Tyler ate fire ants. He didn’t eat them out of hunger, and he didn’t eat them often. But when he did, he made sure no one knew. On any given blade of grass, he would find the ants slowly crawling their way up and over and around. He would uproot them. Take the blade, with the ants circling and circling, and he would shove it in his mouth. If anyone asked him how they tasted, he wouldn’t be able to say exactly. Maybe something like a lemon — sour in the back of his throat, coupled with a slight burn. He’d gotten used to it, after all. But now, when he chewed, he mostly tasted grass. And grass wasn’t too bad because it was dry, and it tasted just how it smelled. Everyone liked to say that Tyler was strange. Too strange. Like he was faded around the edges. When he was younger, he was notorious for being able to eat anything. From worms to mixed garbage to rotten fruits. It was a simple process really. Someone would make some concoction maybe milk and gravy with some peas and the leftover lunch meat. He ate it. Meaning: enter, chew, swallow, gulp. It really wasn’t too bad. Tyler learned to take things inside of him. Some things he learned — To just take them. Endure them. Pretend it wasn’t that bad. It could have always been worse.

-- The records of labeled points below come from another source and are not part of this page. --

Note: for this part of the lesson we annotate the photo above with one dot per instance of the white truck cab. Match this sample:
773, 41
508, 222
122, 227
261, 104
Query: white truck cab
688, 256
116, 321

Everybody knew Tyler was a good kid. He loved his Mom. And without fail, everyday at 7:00 am, he would take out the trash. She never asked him to. He would move across the lawn with the recycling bin pinned against his hip, shading his eyes from the early sun. He would assess the mess: soda cans littered everywhere, half-eaten pizza, soiled paper plates. The ants would come out then, a black-red tidal wave at the ready. They would take the plates, cover them with their rounded bodies always moving. Tyler would pick up these plates. He would try to shake them off. His fingers pinching the edges and his wrists angled just so. At best, the ants overcame him. They would move up his fingers frantically as they tried to take more and more of him. They never made it to his knuckles. He would release the plate, dump them all into the trash bag.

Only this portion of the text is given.